Two of Murphy's employees are among those who came down with the disease. At least one lawsuit has been filed by a patron of the restaurant.
Hepatitis A is spread by consuming food or drink contaminated with the hepatitis A virus, or by contact with an infected person. It lasts from a few weeks to several months, but doesn't lead to a chronic infection. Symptoms can be mild or serious and it is estimated that 25,000 people are infected with hepatitis A every year in the U.S.
Another outbreak in Colorado
Meanwhile, earlier this month, Kristen Diane Parker, a surgical technician in Colorado, was arrested and held without bail for stealing painkiller and passing dirty syringes onto patients.
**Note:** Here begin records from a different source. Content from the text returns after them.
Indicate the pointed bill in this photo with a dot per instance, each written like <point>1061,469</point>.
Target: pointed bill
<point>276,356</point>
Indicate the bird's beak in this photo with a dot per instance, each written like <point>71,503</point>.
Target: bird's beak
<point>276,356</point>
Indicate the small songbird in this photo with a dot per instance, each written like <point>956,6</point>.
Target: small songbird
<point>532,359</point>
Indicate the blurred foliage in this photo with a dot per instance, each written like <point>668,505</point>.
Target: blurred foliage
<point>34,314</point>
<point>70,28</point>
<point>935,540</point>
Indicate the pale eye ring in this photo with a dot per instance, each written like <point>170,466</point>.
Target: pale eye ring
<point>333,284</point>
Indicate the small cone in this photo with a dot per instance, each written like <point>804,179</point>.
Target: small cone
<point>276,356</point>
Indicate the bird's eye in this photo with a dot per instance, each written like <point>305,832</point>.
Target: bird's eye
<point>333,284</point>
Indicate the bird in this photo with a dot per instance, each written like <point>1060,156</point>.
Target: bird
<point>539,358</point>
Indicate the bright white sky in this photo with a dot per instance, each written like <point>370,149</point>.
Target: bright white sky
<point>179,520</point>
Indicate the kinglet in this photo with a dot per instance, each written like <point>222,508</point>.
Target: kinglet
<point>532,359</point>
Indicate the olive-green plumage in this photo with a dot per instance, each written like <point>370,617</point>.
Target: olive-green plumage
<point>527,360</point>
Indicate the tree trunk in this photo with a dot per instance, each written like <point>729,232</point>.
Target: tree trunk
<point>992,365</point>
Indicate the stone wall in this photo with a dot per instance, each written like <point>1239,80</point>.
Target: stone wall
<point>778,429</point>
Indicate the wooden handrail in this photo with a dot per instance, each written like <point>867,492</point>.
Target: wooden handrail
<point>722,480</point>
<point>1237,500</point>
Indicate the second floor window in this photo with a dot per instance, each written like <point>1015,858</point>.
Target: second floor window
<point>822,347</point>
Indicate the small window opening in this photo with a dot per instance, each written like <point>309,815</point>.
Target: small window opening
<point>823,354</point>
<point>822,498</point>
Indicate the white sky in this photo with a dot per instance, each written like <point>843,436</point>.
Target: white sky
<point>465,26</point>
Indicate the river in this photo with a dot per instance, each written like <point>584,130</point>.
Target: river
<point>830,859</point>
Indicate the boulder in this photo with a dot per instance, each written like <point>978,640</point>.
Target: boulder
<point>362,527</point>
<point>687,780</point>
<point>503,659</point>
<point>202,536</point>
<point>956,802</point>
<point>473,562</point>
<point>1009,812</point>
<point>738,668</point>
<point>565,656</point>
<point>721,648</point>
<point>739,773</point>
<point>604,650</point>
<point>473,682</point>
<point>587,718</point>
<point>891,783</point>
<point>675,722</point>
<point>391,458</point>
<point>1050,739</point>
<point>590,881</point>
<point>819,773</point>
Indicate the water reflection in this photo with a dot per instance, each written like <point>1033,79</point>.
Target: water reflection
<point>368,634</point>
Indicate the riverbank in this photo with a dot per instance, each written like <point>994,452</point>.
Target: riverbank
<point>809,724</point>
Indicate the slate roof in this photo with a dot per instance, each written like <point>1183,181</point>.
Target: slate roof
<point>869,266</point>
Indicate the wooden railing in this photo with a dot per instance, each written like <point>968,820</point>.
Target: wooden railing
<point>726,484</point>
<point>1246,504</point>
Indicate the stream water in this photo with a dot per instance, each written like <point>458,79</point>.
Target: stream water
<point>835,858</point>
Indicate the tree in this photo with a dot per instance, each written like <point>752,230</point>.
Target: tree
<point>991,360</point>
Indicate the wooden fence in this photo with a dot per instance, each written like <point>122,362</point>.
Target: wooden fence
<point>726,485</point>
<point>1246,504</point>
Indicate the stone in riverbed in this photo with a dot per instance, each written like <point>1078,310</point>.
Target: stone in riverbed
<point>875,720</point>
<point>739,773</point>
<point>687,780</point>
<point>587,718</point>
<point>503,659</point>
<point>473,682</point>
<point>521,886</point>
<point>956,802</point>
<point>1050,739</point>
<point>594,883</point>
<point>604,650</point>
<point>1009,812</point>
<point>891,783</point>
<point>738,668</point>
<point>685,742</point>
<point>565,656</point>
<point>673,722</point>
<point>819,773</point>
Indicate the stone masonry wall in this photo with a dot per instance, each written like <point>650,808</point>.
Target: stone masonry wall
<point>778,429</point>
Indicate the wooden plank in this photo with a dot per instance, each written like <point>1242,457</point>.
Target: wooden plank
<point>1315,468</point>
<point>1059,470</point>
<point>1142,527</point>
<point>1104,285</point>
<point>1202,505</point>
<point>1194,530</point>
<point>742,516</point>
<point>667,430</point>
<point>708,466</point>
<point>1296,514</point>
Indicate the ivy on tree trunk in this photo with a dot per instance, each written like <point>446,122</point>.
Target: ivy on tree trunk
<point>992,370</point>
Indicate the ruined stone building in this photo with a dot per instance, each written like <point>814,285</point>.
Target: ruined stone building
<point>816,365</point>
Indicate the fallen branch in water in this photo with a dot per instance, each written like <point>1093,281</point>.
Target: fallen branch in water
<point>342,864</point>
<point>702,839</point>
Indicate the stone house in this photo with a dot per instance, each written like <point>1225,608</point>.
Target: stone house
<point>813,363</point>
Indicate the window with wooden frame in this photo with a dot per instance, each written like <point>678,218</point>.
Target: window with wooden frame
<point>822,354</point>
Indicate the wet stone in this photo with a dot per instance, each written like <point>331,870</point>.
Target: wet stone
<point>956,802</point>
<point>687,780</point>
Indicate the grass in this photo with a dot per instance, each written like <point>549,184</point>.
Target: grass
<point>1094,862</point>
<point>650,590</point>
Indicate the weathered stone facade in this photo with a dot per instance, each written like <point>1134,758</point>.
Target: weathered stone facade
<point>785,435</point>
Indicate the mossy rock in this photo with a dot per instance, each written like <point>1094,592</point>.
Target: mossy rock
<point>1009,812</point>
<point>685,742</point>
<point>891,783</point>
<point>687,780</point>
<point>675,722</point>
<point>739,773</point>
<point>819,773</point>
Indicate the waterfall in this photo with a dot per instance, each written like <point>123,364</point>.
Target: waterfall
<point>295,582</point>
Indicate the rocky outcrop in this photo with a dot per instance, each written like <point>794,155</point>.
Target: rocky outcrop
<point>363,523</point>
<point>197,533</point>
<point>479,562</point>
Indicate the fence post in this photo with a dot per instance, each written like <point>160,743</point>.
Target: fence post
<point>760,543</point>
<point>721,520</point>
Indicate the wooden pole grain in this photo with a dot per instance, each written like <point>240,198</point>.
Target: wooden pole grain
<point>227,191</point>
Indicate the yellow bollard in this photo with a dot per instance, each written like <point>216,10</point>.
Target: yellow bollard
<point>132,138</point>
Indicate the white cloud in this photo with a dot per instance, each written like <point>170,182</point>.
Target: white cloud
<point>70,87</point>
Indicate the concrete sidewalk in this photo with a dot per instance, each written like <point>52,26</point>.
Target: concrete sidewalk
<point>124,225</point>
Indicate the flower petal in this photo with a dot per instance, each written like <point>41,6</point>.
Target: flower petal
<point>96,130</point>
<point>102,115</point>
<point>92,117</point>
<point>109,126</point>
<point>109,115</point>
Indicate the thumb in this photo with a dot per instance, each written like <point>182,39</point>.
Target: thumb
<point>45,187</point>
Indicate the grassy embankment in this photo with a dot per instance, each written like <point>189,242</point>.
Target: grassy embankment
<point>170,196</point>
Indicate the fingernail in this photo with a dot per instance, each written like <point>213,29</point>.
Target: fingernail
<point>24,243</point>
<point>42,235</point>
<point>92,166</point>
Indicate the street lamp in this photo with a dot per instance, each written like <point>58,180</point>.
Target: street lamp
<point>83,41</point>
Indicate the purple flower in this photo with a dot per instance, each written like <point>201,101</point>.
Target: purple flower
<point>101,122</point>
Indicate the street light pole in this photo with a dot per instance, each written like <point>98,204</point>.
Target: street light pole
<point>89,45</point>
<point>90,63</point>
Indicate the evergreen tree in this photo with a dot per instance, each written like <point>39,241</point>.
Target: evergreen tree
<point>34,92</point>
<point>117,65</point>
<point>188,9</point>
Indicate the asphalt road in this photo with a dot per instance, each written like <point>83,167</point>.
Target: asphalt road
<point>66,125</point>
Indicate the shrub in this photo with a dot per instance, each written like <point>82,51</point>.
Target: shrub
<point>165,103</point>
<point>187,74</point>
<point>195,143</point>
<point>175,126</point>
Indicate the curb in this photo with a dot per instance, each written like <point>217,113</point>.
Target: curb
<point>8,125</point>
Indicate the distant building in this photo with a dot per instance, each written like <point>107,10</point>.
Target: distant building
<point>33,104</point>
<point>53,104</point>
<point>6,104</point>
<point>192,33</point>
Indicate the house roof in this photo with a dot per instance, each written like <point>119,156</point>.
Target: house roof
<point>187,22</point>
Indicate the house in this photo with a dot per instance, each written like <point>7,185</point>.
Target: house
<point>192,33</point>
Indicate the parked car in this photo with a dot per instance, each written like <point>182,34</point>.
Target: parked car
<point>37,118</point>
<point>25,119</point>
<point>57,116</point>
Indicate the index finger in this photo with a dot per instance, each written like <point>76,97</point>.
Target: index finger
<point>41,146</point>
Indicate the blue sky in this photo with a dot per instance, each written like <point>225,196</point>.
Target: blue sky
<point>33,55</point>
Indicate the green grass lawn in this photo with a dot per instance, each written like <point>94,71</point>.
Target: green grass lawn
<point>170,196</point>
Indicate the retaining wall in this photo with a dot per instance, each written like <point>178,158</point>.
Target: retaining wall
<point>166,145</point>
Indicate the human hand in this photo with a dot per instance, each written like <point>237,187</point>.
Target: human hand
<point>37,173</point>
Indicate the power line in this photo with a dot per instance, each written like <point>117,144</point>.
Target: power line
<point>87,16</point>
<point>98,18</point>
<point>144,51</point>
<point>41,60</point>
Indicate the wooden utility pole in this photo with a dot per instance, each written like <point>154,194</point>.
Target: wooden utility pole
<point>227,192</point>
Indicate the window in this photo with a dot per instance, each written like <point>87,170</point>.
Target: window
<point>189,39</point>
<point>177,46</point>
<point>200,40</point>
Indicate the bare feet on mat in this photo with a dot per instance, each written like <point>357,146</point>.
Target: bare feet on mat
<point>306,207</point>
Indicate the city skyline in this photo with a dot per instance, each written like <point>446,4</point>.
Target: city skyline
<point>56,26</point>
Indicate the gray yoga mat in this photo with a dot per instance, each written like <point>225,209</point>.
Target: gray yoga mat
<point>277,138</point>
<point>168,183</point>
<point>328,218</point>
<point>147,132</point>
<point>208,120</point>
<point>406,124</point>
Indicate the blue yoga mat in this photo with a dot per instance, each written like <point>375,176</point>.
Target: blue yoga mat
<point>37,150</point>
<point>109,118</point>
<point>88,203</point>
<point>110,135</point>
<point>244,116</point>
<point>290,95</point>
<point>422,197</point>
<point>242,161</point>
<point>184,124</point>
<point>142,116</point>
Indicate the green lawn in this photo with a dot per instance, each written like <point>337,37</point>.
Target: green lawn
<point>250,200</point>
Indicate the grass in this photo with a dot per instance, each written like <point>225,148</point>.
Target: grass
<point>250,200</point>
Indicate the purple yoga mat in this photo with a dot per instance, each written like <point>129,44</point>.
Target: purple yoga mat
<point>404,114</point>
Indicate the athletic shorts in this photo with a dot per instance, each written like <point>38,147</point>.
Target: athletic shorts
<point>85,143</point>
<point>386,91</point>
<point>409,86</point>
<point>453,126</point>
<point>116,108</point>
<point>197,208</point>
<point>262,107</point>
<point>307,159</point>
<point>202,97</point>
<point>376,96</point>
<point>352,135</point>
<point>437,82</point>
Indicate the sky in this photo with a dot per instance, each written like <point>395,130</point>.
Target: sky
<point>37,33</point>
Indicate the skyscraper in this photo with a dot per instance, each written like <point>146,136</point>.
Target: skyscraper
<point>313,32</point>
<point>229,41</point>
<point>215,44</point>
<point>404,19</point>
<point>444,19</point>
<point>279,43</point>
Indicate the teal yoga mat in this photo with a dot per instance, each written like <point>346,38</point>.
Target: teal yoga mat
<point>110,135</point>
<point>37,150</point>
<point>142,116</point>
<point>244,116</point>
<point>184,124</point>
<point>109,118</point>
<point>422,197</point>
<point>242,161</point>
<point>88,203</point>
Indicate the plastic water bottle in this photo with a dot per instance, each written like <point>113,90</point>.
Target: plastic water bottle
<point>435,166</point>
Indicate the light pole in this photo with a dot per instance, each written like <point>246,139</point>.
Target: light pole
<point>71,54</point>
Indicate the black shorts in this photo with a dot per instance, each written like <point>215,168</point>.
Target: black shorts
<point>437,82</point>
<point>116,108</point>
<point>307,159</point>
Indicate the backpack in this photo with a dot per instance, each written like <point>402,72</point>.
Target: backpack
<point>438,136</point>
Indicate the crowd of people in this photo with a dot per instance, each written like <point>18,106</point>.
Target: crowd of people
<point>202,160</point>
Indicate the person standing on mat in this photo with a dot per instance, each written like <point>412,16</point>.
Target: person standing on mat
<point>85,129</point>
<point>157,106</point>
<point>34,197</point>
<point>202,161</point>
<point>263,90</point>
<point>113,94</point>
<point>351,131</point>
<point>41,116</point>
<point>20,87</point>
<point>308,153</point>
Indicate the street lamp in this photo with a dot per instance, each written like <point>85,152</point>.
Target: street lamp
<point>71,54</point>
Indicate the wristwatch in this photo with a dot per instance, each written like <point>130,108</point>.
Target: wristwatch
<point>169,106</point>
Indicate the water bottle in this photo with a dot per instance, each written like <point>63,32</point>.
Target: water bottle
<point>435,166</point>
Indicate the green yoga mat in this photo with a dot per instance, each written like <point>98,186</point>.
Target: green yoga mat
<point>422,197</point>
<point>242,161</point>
Parker is infected with hepatitis C and 10 patients at the hospital where she worked came down with the disease. Although the infections have not been definitively linked to Parker yet, almost 6,000 patients who received surgery over the time she worked there have been informed by health officials they may have been exposed and are getting hepatitis C tests.
Further investigation has uncovered that Parker worked in both New York and Texas and health officials there have launched further investigations. New York has ordered hepatitis C testing for 2,800 patients; Texas is still investigating.
Hepatitis C is spread by coming into contact with infected blood, most commonly by sharing dirty needles. It can be a short, mild illness but in 75 to 85 percent of cases results in chronic infection which can lead to liver scarring, liver failure or cancer of the liver, any of which can be fatal.
There are an estimated 3 to 4 million people in the U.S. with chronic hepatitis C, according to the Centers for Disease Control and Prevention, but most are unaware they have the disease since they do not display any symptoms.
Chronic hepatitis C infection can be treated, but not cured.
A recent study from Johns Hopkins compared the two leading hepatitis C treatments and found them to be equally effective at treating the disease, a result which surprised the researchers. The results mean that patients can decide which therapy to use based on which is most tolerable to them personally.
For both drugs, results were best when treatment is begun before cirrhosis of the liver sets in, the researchers said. Because the disease can often be asymptomatic, hepatitis testing for patients at risk is a wise precaution.